Atomic Multi-File Patches in gptme

gptme now has a patch_many tool that applies multi-file changes atomically — if any patch fails, none of them land.

gptme now has a patch_many tool that applies multi-file changes atomically — if any patch fails, none of them land.

May 30, 2026
Bob
3 min read

Editing multiple files in one agent action has always been a reliability gap. If patch 1 succeeds but patch 2 fails, you end up with a half-applied change and a messy diff to untangle. patch_many closes that gap.

The problem

When an agent needs to rename a function across three files, the old pattern was: three separate patch calls in sequence. If call 2 failed — mismatched context, wrong line, file moved — call 1 had already committed. The repo was now in a broken in-between state that the agent had to identify and manually undo.

This happened often enough to be a real workflow cost: find what landed, revert it, figure out what went wrong, retry.

What shipped

patch_many takes a list of patches and applies them all in-memory first. If any patch fails validation, nothing is written. All-or-nothing.

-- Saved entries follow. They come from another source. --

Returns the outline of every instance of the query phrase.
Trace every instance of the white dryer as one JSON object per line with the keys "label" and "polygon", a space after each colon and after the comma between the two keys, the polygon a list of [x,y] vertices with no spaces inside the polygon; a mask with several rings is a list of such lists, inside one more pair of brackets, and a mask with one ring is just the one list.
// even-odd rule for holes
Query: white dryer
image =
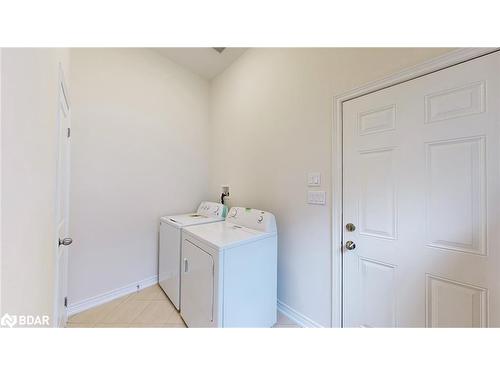
{"label": "white dryer", "polygon": [[160,219],[158,283],[177,310],[180,307],[181,230],[191,225],[224,220],[226,211],[226,206],[221,203],[201,202],[195,213]]}
{"label": "white dryer", "polygon": [[188,327],[272,327],[277,257],[269,212],[232,207],[226,221],[184,228],[181,316]]}

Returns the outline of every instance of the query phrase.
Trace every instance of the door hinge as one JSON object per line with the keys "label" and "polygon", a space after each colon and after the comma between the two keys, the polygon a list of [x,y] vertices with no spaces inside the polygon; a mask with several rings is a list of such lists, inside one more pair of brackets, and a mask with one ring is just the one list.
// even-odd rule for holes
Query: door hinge
{"label": "door hinge", "polygon": [[68,297],[64,297],[64,307],[68,307]]}
{"label": "door hinge", "polygon": [[68,128],[68,138],[71,137],[71,128]]}

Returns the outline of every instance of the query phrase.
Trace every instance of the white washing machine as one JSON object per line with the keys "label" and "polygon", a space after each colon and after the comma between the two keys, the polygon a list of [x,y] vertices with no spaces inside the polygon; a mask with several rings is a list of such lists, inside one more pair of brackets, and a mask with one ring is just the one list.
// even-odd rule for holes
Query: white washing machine
{"label": "white washing machine", "polygon": [[181,316],[188,327],[272,327],[277,241],[274,215],[251,208],[184,228]]}
{"label": "white washing machine", "polygon": [[221,203],[201,202],[195,213],[160,219],[158,282],[177,310],[180,307],[181,230],[187,226],[222,221],[226,211],[226,206]]}

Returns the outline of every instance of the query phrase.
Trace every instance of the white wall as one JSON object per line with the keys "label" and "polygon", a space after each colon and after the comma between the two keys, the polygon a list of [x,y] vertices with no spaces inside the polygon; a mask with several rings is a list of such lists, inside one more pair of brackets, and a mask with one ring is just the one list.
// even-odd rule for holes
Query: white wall
{"label": "white wall", "polygon": [[209,84],[148,49],[73,49],[71,82],[74,304],[156,275],[159,217],[208,198]]}
{"label": "white wall", "polygon": [[[307,172],[331,191],[332,97],[445,51],[250,49],[210,88],[152,50],[72,50],[70,303],[155,275],[158,217],[229,183],[232,204],[277,216],[280,300],[329,325],[331,207],[305,200]],[[0,59],[1,308],[52,315],[57,65],[68,71],[69,53]]]}
{"label": "white wall", "polygon": [[279,233],[278,298],[331,318],[331,206],[306,203],[307,173],[331,193],[333,96],[445,49],[250,49],[211,89],[211,193],[268,210]]}
{"label": "white wall", "polygon": [[66,49],[2,49],[2,313],[54,307],[59,62]]}

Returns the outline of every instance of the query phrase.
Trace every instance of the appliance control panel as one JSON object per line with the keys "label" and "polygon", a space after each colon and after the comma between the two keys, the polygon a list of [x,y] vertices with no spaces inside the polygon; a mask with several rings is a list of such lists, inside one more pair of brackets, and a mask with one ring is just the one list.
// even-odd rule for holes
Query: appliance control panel
{"label": "appliance control panel", "polygon": [[207,217],[226,217],[227,209],[222,203],[201,202],[197,214]]}
{"label": "appliance control panel", "polygon": [[255,208],[231,207],[226,221],[262,232],[276,232],[276,219],[274,215],[267,211],[256,210]]}

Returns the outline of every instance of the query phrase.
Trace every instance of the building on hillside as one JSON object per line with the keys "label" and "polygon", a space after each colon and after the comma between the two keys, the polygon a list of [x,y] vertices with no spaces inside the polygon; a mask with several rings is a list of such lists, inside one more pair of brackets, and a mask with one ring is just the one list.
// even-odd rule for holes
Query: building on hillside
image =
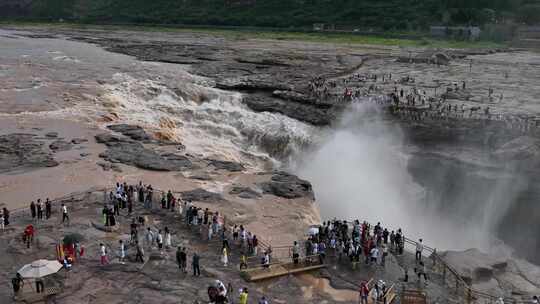
{"label": "building on hillside", "polygon": [[515,37],[514,46],[540,49],[540,26],[520,26]]}
{"label": "building on hillside", "polygon": [[336,29],[335,24],[313,23],[313,30],[316,31],[316,32],[334,31],[335,29]]}
{"label": "building on hillside", "polygon": [[431,37],[478,40],[482,32],[477,26],[430,26]]}

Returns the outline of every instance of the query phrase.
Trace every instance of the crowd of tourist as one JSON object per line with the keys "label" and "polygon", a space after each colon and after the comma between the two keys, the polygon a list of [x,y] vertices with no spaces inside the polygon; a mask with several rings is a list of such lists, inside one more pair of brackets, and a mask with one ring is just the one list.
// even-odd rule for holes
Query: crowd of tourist
{"label": "crowd of tourist", "polygon": [[[159,198],[160,194],[161,197]],[[106,196],[102,212],[103,225],[105,227],[115,226],[117,224],[116,217],[118,216],[131,218],[129,244],[120,240],[118,249],[115,251],[114,249],[109,250],[109,246],[100,243],[101,265],[109,264],[109,256],[111,254],[115,255],[114,252],[116,252],[118,262],[125,263],[129,245],[134,247],[135,263],[144,263],[148,260],[145,251],[148,253],[157,249],[160,254],[163,254],[164,251],[175,248],[169,227],[165,226],[162,229],[152,227],[145,223],[144,217],[135,215],[135,201],[139,202],[144,209],[160,208],[169,210],[172,214],[178,215],[187,227],[195,230],[202,240],[209,242],[213,240],[219,241],[221,248],[220,262],[223,267],[230,266],[229,255],[232,251],[237,251],[240,256],[241,265],[239,266],[241,269],[247,267],[249,257],[257,256],[259,253],[260,245],[257,236],[248,231],[243,225],[234,225],[228,229],[224,217],[217,211],[197,207],[190,200],[182,200],[180,197],[176,197],[170,190],[166,193],[156,191],[151,185],[144,185],[142,182],[135,186],[118,183],[115,190],[110,191]],[[127,211],[124,211],[125,209]],[[266,248],[262,256],[262,264],[269,266],[270,254],[271,248]],[[175,257],[181,273],[188,273],[189,255],[190,252],[186,246],[176,246]],[[201,276],[201,256],[196,250],[191,252],[190,262],[192,275],[194,277]],[[221,281],[216,282],[216,285],[210,286],[208,290],[209,297],[214,300],[214,303],[235,303],[232,285],[229,283],[228,288],[225,288]],[[237,303],[247,304],[249,298],[247,288],[242,288],[237,298]],[[259,303],[267,304],[268,300],[263,297]]]}
{"label": "crowd of tourist", "polygon": [[[161,193],[161,198],[157,200],[159,204],[155,204],[156,192],[161,193],[154,190],[151,185],[143,185],[142,182],[136,186],[118,183],[114,191],[105,195],[102,211],[103,226],[116,226],[118,224],[117,217],[121,216],[130,218],[131,223],[129,241],[126,243],[124,240],[119,240],[117,250],[104,242],[99,243],[99,263],[102,266],[111,262],[110,256],[116,257],[118,263],[125,264],[129,260],[126,258],[130,247],[133,248],[135,263],[144,263],[148,260],[145,251],[157,250],[160,254],[164,254],[164,251],[176,248],[175,256],[179,271],[184,274],[188,273],[189,248],[180,246],[180,243],[175,247],[172,232],[168,226],[157,228],[147,225],[144,217],[136,215],[135,201],[139,202],[140,206],[138,207],[170,210],[171,213],[179,216],[187,227],[197,231],[202,240],[218,241],[219,248],[221,248],[220,262],[223,267],[230,266],[229,255],[232,252],[236,252],[239,257],[240,270],[247,268],[248,260],[252,258],[260,258],[260,264],[255,262],[250,264],[250,267],[269,268],[271,266],[272,248],[265,245],[262,246],[263,250],[260,250],[260,240],[243,225],[231,225],[227,229],[225,219],[219,212],[197,207],[189,200],[184,201],[180,197],[176,197],[170,190]],[[51,218],[52,202],[46,199],[43,203],[41,199],[38,199],[37,203],[30,203],[29,209],[32,222],[46,221]],[[60,207],[60,213],[62,214],[62,223],[69,223],[68,209],[63,203]],[[0,225],[2,229],[9,225],[9,212],[6,208],[0,214]],[[28,247],[30,247],[34,233],[33,226],[27,226],[23,239]],[[350,222],[334,219],[325,221],[320,226],[313,226],[309,230],[307,239],[295,241],[290,248],[290,256],[295,265],[300,264],[303,260],[302,263],[307,264],[350,263],[353,270],[357,269],[359,264],[364,264],[366,267],[385,267],[389,254],[399,256],[404,253],[406,241],[407,239],[400,228],[390,230],[383,227],[381,223],[370,225],[365,221],[354,220]],[[303,244],[301,245],[301,243]],[[424,244],[422,239],[414,242],[414,245],[416,262],[414,272],[418,282],[423,279],[424,283],[427,284],[428,274],[423,261]],[[82,256],[82,251],[82,246],[77,243],[75,246],[77,258]],[[329,261],[329,257],[333,260]],[[196,250],[191,252],[190,262],[192,275],[194,277],[201,276],[201,256]],[[68,264],[71,266],[71,262]],[[408,281],[407,269],[405,269],[404,281]],[[372,284],[362,281],[358,286],[360,303],[368,303],[369,296],[374,301],[384,301],[387,291],[386,282],[383,280],[376,280]],[[233,294],[232,284],[229,283],[225,287],[223,282],[219,280],[216,280],[215,284],[208,288],[208,295],[213,303],[235,303],[236,298],[238,299],[237,303],[248,303],[247,288],[240,289],[238,297],[234,297]],[[537,299],[535,300],[537,301]],[[269,302],[265,297],[262,297],[259,303],[267,304]],[[500,303],[502,304],[504,301]]]}
{"label": "crowd of tourist", "polygon": [[[306,88],[307,94],[317,100],[329,102],[376,102],[383,104],[394,115],[408,120],[448,120],[454,119],[487,119],[497,120],[504,123],[505,127],[518,130],[522,133],[535,130],[539,122],[533,117],[519,116],[514,114],[494,113],[489,105],[471,106],[465,103],[451,104],[451,99],[470,98],[470,91],[466,81],[452,82],[443,86],[443,90],[437,94],[437,88],[433,92],[420,90],[416,85],[416,79],[404,76],[399,79],[392,78],[392,74],[361,74],[355,73],[348,76],[329,78],[318,76],[312,79]],[[384,90],[391,87],[393,90]],[[495,96],[493,88],[487,89],[489,104],[495,101],[503,101],[503,94]],[[385,98],[365,98],[367,96],[383,96]]]}

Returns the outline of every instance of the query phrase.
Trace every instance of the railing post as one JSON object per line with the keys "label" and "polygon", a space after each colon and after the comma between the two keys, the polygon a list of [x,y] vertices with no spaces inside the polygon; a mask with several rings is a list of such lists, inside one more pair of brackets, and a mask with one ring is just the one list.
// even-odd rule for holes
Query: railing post
{"label": "railing post", "polygon": [[471,287],[469,286],[467,288],[467,303],[471,304],[471,301],[472,301],[472,292],[471,292]]}

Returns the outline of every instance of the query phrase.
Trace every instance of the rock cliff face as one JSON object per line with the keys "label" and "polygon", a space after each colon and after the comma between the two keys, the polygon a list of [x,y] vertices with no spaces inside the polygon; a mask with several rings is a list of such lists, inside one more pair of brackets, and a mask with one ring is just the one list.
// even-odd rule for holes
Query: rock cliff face
{"label": "rock cliff face", "polygon": [[428,191],[428,201],[456,221],[489,223],[516,254],[540,262],[540,142],[501,122],[457,121],[418,126],[408,139],[420,147],[409,172]]}
{"label": "rock cliff face", "polygon": [[441,256],[477,290],[499,296],[531,295],[540,292],[538,267],[525,261],[497,258],[476,249],[448,251]]}

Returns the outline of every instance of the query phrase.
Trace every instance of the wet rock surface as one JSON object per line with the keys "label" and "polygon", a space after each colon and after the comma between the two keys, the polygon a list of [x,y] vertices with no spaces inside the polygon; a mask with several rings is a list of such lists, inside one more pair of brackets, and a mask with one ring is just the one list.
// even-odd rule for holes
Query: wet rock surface
{"label": "wet rock surface", "polygon": [[107,126],[107,128],[136,141],[148,142],[152,140],[152,136],[146,133],[142,127],[137,125],[118,124]]}
{"label": "wet rock surface", "polygon": [[68,151],[72,147],[73,145],[65,140],[55,140],[49,145],[49,148],[53,151]]}
{"label": "wet rock surface", "polygon": [[208,159],[207,161],[208,161],[209,166],[213,166],[217,170],[240,172],[240,171],[244,171],[245,169],[242,164],[232,162],[232,161],[217,160],[217,159]]}
{"label": "wet rock surface", "polygon": [[111,163],[123,163],[141,169],[155,171],[182,171],[191,168],[191,161],[183,155],[160,154],[143,144],[111,134],[98,134],[96,141],[107,146],[99,157]]}
{"label": "wet rock surface", "polygon": [[287,172],[276,172],[269,182],[260,183],[265,194],[283,198],[314,197],[311,183]]}
{"label": "wet rock surface", "polygon": [[58,166],[33,134],[0,135],[0,172]]}
{"label": "wet rock surface", "polygon": [[197,188],[190,191],[184,191],[181,194],[182,194],[182,199],[184,201],[191,201],[191,202],[212,203],[212,202],[219,202],[219,201],[224,200],[221,194],[210,192],[202,188]]}
{"label": "wet rock surface", "polygon": [[261,197],[261,194],[249,187],[234,186],[229,191],[229,194],[237,195],[240,198],[245,199],[257,199]]}

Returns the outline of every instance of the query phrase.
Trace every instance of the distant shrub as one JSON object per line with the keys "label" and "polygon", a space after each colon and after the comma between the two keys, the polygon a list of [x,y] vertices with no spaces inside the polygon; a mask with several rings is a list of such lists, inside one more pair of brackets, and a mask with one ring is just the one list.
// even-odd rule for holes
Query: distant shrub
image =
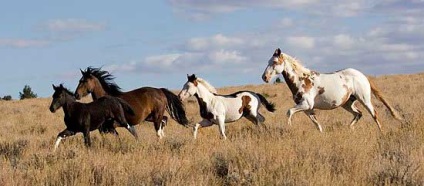
{"label": "distant shrub", "polygon": [[278,77],[277,79],[275,79],[275,83],[282,83],[283,81]]}
{"label": "distant shrub", "polygon": [[10,101],[10,100],[12,100],[12,96],[11,95],[3,96],[3,98],[1,98],[1,99],[5,100],[5,101]]}
{"label": "distant shrub", "polygon": [[37,98],[37,94],[32,92],[31,87],[29,85],[25,85],[22,92],[19,92],[19,97],[21,98],[21,100],[30,99],[30,98]]}

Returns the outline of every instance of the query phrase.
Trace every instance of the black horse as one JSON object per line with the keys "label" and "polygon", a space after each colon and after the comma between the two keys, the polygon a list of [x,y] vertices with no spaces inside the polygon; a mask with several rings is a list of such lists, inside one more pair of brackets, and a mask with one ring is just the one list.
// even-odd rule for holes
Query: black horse
{"label": "black horse", "polygon": [[[57,135],[54,150],[59,146],[62,139],[82,132],[86,146],[91,146],[90,131],[100,128],[114,128],[113,121],[120,126],[126,127],[131,134],[135,135],[134,128],[128,125],[125,119],[124,111],[134,115],[131,106],[124,100],[105,96],[91,103],[79,103],[75,101],[73,94],[62,84],[53,85],[53,101],[50,105],[50,111],[55,112],[60,107],[65,113],[66,129]],[[104,126],[106,125],[106,126]]]}

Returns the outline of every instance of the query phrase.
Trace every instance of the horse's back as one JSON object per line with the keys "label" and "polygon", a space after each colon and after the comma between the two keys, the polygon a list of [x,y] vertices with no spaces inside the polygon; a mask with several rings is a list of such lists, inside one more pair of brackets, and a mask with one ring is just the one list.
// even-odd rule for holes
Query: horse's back
{"label": "horse's back", "polygon": [[221,96],[225,105],[226,122],[240,119],[245,109],[256,109],[259,105],[259,98],[251,91],[239,91],[228,96]]}
{"label": "horse's back", "polygon": [[162,90],[153,87],[141,87],[118,96],[131,106],[153,107],[156,104],[166,104],[166,96]]}
{"label": "horse's back", "polygon": [[118,97],[125,100],[134,110],[135,116],[125,113],[127,121],[132,125],[145,120],[151,113],[163,113],[167,104],[167,98],[162,90],[154,87],[141,87],[124,92]]}

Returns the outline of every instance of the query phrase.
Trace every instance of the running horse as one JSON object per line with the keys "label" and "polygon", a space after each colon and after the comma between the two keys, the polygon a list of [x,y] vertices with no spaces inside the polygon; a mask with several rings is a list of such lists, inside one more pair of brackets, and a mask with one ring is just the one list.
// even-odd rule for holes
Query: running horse
{"label": "running horse", "polygon": [[347,68],[321,74],[305,68],[297,59],[282,53],[278,48],[269,59],[262,79],[268,83],[277,74],[283,75],[296,103],[287,112],[289,125],[293,114],[303,111],[322,132],[314,109],[331,110],[341,106],[353,114],[354,118],[350,122],[350,127],[353,128],[362,117],[362,112],[355,106],[359,101],[371,114],[381,131],[377,111],[371,102],[371,93],[383,102],[395,119],[401,120],[397,111],[386,101],[376,86],[358,70]]}
{"label": "running horse", "polygon": [[[141,87],[123,92],[121,88],[113,82],[114,77],[101,68],[88,67],[81,70],[82,77],[75,90],[75,97],[80,99],[91,93],[93,100],[110,95],[122,98],[133,108],[135,115],[125,114],[128,123],[132,126],[142,121],[154,123],[156,133],[159,138],[165,136],[164,127],[168,117],[164,116],[168,111],[172,119],[179,124],[187,126],[188,120],[182,102],[171,91],[165,88]],[[103,129],[116,133],[115,129]],[[137,138],[137,135],[134,135]]]}
{"label": "running horse", "polygon": [[135,132],[125,120],[124,115],[124,113],[134,115],[134,111],[121,98],[105,96],[91,103],[80,103],[75,100],[73,93],[62,84],[60,86],[53,85],[53,89],[50,111],[54,113],[62,108],[66,125],[66,129],[57,135],[53,151],[57,149],[62,139],[78,132],[83,133],[85,145],[91,146],[90,131],[101,127],[111,127],[103,126],[113,124],[113,122],[108,122],[110,120],[116,121],[121,127],[126,127],[131,133]]}
{"label": "running horse", "polygon": [[275,111],[274,104],[268,102],[259,93],[239,91],[230,95],[218,95],[216,89],[204,79],[198,78],[194,74],[187,75],[187,79],[178,97],[181,100],[191,96],[197,98],[200,116],[203,120],[194,126],[195,139],[200,126],[209,127],[218,124],[222,137],[227,139],[225,123],[237,121],[242,117],[256,125],[263,123],[265,117],[259,113],[261,104],[265,105],[268,111]]}

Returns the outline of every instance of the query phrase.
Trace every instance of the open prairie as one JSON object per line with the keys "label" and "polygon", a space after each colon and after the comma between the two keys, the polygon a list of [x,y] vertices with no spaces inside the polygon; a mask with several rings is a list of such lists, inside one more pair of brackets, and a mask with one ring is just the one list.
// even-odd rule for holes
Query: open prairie
{"label": "open prairie", "polygon": [[[50,98],[0,101],[0,185],[424,185],[424,74],[371,79],[405,118],[395,120],[373,97],[383,132],[362,106],[354,129],[341,108],[317,111],[323,133],[303,113],[288,126],[294,102],[284,83],[246,85],[218,92],[255,91],[277,111],[260,109],[263,126],[229,123],[226,141],[216,125],[193,140],[191,128],[170,120],[162,140],[153,124],[141,123],[139,141],[121,128],[119,138],[94,131],[91,148],[78,134],[55,153],[65,125],[62,111],[48,110]],[[188,118],[200,121],[196,100],[185,106]]]}

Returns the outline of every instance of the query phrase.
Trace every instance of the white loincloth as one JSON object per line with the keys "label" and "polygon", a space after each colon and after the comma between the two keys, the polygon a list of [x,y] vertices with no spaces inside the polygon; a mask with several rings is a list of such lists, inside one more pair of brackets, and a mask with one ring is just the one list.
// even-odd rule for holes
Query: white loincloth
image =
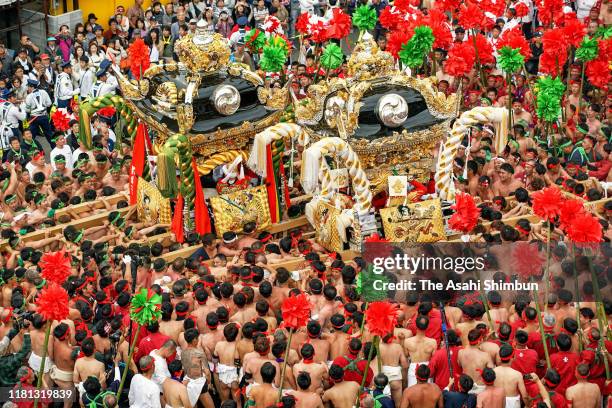
{"label": "white loincloth", "polygon": [[185,379],[189,380],[187,383],[187,397],[189,398],[191,406],[195,407],[200,399],[200,395],[202,395],[202,387],[206,385],[206,377],[202,376],[194,380],[185,376]]}
{"label": "white loincloth", "polygon": [[[35,353],[30,353],[30,358],[28,358],[28,365],[35,373],[38,373],[40,370],[40,365],[42,363],[42,357]],[[51,371],[51,367],[53,367],[53,361],[49,357],[45,357],[45,374]]]}
{"label": "white loincloth", "polygon": [[400,366],[385,366],[384,365],[382,366],[382,372],[384,375],[387,376],[387,379],[389,379],[389,382],[402,380],[402,367]]}
{"label": "white loincloth", "polygon": [[219,381],[227,386],[231,386],[233,382],[238,382],[238,369],[235,366],[218,363],[217,375]]}
{"label": "white loincloth", "polygon": [[478,395],[481,392],[483,392],[485,390],[485,388],[487,388],[486,385],[484,384],[476,384],[474,383],[474,386],[472,387],[472,389],[468,392],[468,394],[474,394],[474,395]]}
{"label": "white loincloth", "polygon": [[[417,367],[420,366],[421,364],[425,364],[428,366],[429,361],[423,361],[421,363],[410,363],[410,366],[408,366],[408,387],[415,385],[417,383],[416,370],[417,370]],[[401,373],[401,369],[400,369],[400,373]],[[431,383],[433,382],[433,379],[430,378],[429,380],[427,380],[427,382]]]}
{"label": "white loincloth", "polygon": [[521,396],[506,397],[506,408],[521,408]]}
{"label": "white loincloth", "polygon": [[[165,407],[165,408],[174,408],[174,407],[173,407],[172,405],[168,405],[168,404],[166,404],[166,407]],[[183,407],[177,407],[177,408],[183,408]]]}
{"label": "white loincloth", "polygon": [[259,383],[252,382],[246,386],[246,388],[244,389],[244,395],[246,395],[247,398],[251,397],[251,389],[253,389],[253,387],[255,387],[256,385],[259,385]]}
{"label": "white loincloth", "polygon": [[215,363],[213,363],[212,361],[208,362],[208,369],[210,370],[211,373],[215,372]]}
{"label": "white loincloth", "polygon": [[72,382],[72,371],[64,371],[57,368],[56,365],[51,367],[49,371],[49,376],[53,381],[64,381],[64,382]]}
{"label": "white loincloth", "polygon": [[81,394],[81,397],[83,397],[83,395],[85,395],[85,387],[83,386],[83,381],[78,384],[75,384],[75,386],[79,394]]}

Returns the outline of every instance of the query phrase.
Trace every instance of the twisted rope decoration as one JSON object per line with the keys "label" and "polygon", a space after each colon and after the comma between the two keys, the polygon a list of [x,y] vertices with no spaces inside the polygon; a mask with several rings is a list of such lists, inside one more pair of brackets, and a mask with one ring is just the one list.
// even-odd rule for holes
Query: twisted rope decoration
{"label": "twisted rope decoration", "polygon": [[313,193],[319,184],[316,179],[319,179],[322,199],[329,200],[331,198],[334,186],[329,167],[327,163],[324,163],[324,156],[328,155],[335,156],[348,167],[348,173],[355,191],[353,197],[355,199],[354,208],[359,214],[367,213],[372,206],[370,181],[361,167],[359,156],[357,156],[345,140],[339,137],[326,137],[304,151],[302,165],[302,186],[304,191],[306,193]]}
{"label": "twisted rope decoration", "polygon": [[497,151],[500,152],[505,147],[508,127],[506,108],[477,107],[464,112],[455,121],[436,164],[436,191],[442,200],[455,200],[455,183],[452,179],[453,161],[469,127],[483,122],[492,122],[496,126],[495,146]]}
{"label": "twisted rope decoration", "polygon": [[[266,177],[267,146],[273,141],[277,140],[282,140],[284,142],[285,140],[297,138],[298,141],[303,141],[305,137],[306,132],[304,129],[295,123],[277,123],[274,126],[270,126],[269,128],[255,135],[253,148],[251,149],[251,155],[247,161],[247,166],[257,175]],[[283,150],[284,146],[283,149],[280,149],[280,145],[272,146],[273,160],[276,158],[276,156],[282,154]]]}
{"label": "twisted rope decoration", "polygon": [[242,156],[242,160],[246,162],[247,154],[242,150],[228,150],[227,152],[215,153],[206,160],[203,164],[198,164],[198,171],[200,176],[205,176],[213,171],[217,166],[222,164],[231,163],[238,155]]}

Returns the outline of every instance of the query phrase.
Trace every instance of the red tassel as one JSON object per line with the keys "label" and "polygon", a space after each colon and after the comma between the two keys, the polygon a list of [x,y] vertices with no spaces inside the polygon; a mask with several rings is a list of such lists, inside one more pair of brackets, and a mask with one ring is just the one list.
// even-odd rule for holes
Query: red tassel
{"label": "red tassel", "polygon": [[130,205],[136,204],[138,194],[138,177],[142,177],[145,164],[145,136],[147,127],[144,123],[138,124],[134,151],[132,153],[132,165],[130,166]]}
{"label": "red tassel", "polygon": [[176,197],[176,205],[174,206],[174,216],[172,217],[171,229],[176,236],[176,241],[183,243],[184,241],[184,230],[183,230],[183,196],[181,193]]}
{"label": "red tassel", "polygon": [[208,208],[204,201],[204,191],[200,181],[200,173],[196,165],[195,157],[191,159],[193,167],[194,187],[195,187],[195,228],[198,234],[208,234],[211,231]]}

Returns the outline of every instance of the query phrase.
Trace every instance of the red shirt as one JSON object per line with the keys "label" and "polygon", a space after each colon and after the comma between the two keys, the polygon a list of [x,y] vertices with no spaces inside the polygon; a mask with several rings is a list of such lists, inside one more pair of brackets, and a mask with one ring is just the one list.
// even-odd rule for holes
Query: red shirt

# gptme applies this atomically — if patch 3 fails, patches 1 and 2 don't land
patch_many([
    {"path": "src/core.py", "old": "def calculate", "new": "def compute"},
    {"path": "tests/test_core.py", "old": "calculate(", "new": "compute("},
    {"path": "docs/api.md", "old": "`calculate`", "new": "`compute`"},
])

The validation pass catches: missing context strings, path traversal attempts, and multi-hunk collisions. Only if every patch validates does the tool write to disk.

Why this matters for agents

The old sequential-patch model optimized for simplicity at the call level but pushed complexity onto recovery. patch_many moves the invariant check earlier — before any side effects — so the failure mode is “operation refused” rather than “partial state applied.”

This also reduces round-trips for changes that span files by nature: refactors, renames, cross-cutting concern updates. One tool call instead of N sequential ones.

Honest limits

patch_many does not lock files between validation and write. A parallel process modifying the same file between those two steps could still produce a conflict. In practice this matters less than it sounds — the validation window is microseconds — but it is not a true transactional write.

There is also no diff preview: you see the outcome or you see the refusal. If you want to inspect a multi-file change before it lands, use patch calls individually to stage and check.

Try it

The tool is available in gptme as of gptme/gptme#2634, merged 2026-05-30.

pip install --upgrade gptme

Agents using the tool call it as patch_many with a list of {path, old, new} objects. The rollback behavior is automatic — no configuration needed.